Its an education and learning thing for me right now, getting to grips with the logic involved with IoT across multiple networks… the blockage in my thought processes will clear soon I hope
So I went looking for MQTT how-tos and examples (there are loads), and I now have a much better understanding of how MQTT works, what it can be use, and how the clients. I think my biggest problem was assuming that Home Assistant was using it already, but it wasn’t installed, and I do not have any kit here that used MQTT.
After I installed/configured MQTT in Home Assistant, I had a play with NodeRed, pumping some inputs into a specific MQTT topic with one flow, then watching that topic in another flow.
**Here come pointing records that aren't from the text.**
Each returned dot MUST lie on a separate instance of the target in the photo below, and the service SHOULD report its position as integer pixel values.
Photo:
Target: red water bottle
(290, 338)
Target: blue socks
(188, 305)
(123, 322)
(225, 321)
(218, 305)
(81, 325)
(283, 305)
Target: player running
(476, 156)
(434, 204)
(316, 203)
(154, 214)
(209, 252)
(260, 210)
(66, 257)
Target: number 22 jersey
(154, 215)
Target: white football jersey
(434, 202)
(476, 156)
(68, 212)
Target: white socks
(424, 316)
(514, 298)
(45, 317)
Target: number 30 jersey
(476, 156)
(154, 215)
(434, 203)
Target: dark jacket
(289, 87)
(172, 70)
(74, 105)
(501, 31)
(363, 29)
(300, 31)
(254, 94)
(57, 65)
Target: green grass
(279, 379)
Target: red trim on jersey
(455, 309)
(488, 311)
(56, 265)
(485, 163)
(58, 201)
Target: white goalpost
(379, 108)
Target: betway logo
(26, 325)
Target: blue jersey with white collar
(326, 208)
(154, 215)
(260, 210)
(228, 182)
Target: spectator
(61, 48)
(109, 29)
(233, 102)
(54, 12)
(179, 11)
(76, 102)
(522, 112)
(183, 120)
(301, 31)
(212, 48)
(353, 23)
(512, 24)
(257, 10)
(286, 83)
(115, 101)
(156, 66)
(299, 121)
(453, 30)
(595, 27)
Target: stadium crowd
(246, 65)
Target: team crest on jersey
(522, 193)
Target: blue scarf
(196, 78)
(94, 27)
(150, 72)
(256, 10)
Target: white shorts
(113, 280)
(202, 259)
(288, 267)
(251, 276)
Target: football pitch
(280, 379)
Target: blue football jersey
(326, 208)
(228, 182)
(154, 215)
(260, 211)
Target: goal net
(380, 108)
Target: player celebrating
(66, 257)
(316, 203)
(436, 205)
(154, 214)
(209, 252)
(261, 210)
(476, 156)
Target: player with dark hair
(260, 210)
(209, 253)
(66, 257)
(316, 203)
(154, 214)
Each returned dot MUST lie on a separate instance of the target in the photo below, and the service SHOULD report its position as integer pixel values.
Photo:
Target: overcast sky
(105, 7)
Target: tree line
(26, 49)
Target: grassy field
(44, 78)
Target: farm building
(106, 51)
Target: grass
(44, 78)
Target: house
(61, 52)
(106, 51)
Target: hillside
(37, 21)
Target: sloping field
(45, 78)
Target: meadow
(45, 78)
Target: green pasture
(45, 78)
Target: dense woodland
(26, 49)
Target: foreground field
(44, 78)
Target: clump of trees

That was remarkably painless
Thanks for tolerating the dumb questions, it has been greatly appreciated!
I started out with a similar topology when I first moved up from consumer oriented Asus router/APs to pfSense and Ubiquiti. Now I have one network for UniFi APs and switches, a guest network, and the main one where everything else is. I may be outside of the norm as I have somewhere between 50 to 60 hosts on my network. Anyway, getting a lot of stuff to cooperate with differing subnets became too much of second job.
If your security appliance allows everything to speak and listen to everything in the same subnet, you just need to be vigilant with your rules and fully understand the order of rule processing. Consumer “smart” products can be infuriating at times. For instance I had to dumb down the SSID name and PSK complexity in order to accomodate iRobot. I had to further simplify the PSK to just upper and lower case letters to allow my Whirlpool oven and microwave on my IoT SSID (I do have separate wireless networks for IoT/everything else even though both on the same VLAN). And I had to create outbound NAT rules to get my Philips Hue v2 bridge to stop querying NTP servers from every far flung corner of the planet.
Logs, their analysis and resources like ipinfo.io go a long way in assisting you.